At Abu Dhabi, I requested for a wheel chair, for which I was eligible as a senior citizen. It enabled me, I thought, to easily locate the gate at which I had to take the second air-craft to Toronto. I was promptly attended to, and I was taken to a place where I was given a seat near a lift. The person said, he would come again and pick me up well in time to board the next plane to Toronto. There was a three-and-a half hour waiting time in that airport. There I got acquainted with an Indian youth, Mr. Avinash, who was also on his journey to Toronto by the same plane, but he was confined to another wheel chair as his leg was injured in a bike accident. I walked around exploring the area and even went down the lift to locate the gate I was directed to in my boarding pass. I could spot some points where we could charge our mobiles. I took advantage of that convenience. Then, I went around the duty-free shops for some more time. Finally, I located the gate and decided to wait there rather than go back to the seat where I was to wait for the wheel-chair service.

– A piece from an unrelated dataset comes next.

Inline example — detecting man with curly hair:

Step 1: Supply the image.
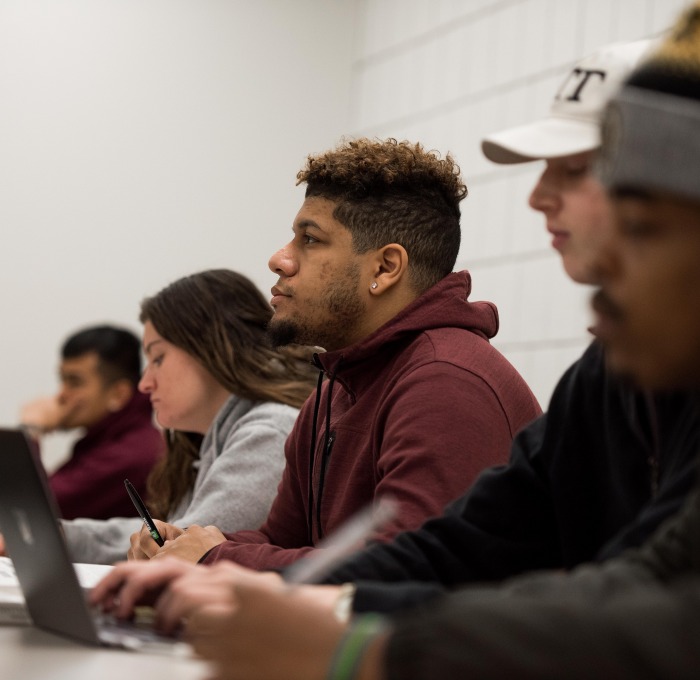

The next plane took more than thirteen hours to cover the distance. It was night-time throughout the journey, and my choosing the window-seat did not help me much. I watched a Malayalam and a Hindi movie on the mini-screen in front of my seat, to while away the time. Then, I saw in the map that the plane flew over Norway, Sweden, Iceland and Greenland and crossed the Atlantic Ocean only at the Northern end of the ocean where it cannot be called an ocean but a strait. Here, the Russia meets Canada like we in Mumbai meet Navi Mumbai across the Vashi creek. I wondered why the plane took that circuitous route, instead of flying directly across the ocean. In fact, I was looking forward to have the “plane’s eye-view” of the vast expanse of Atlantic Ocean through the window. I was disappointed.

Suddenly, it dawned upon me. Our earth is a globe, a sphere.  Places near the poles are really much closer to one another than when they are depicted on a flat surface.  You can practically observe it on the surface of a ball. What I mean to sway is that the route the plane had taken to Toronto is of a shorter distance than the apparent distance seen on the map of the world. As you know, Toronto is nearer to the North Pole than to the Equator.

It was unbelievable that I left Mumbai air-port at 9.20 p.m. and travelled for nearly 20 hours (including the waiting period of 3 ½ hours at Abu Dhabi) and still I landed in Toronto at about 8.20 a.m. Local Time, next day. Yes, the time difference between Mumbai and Toronto is 10 ½ hours, the former being in advance.   That is, you in Mumbai celebrated the New Year 10 ½ hours earlier than me in Toronto.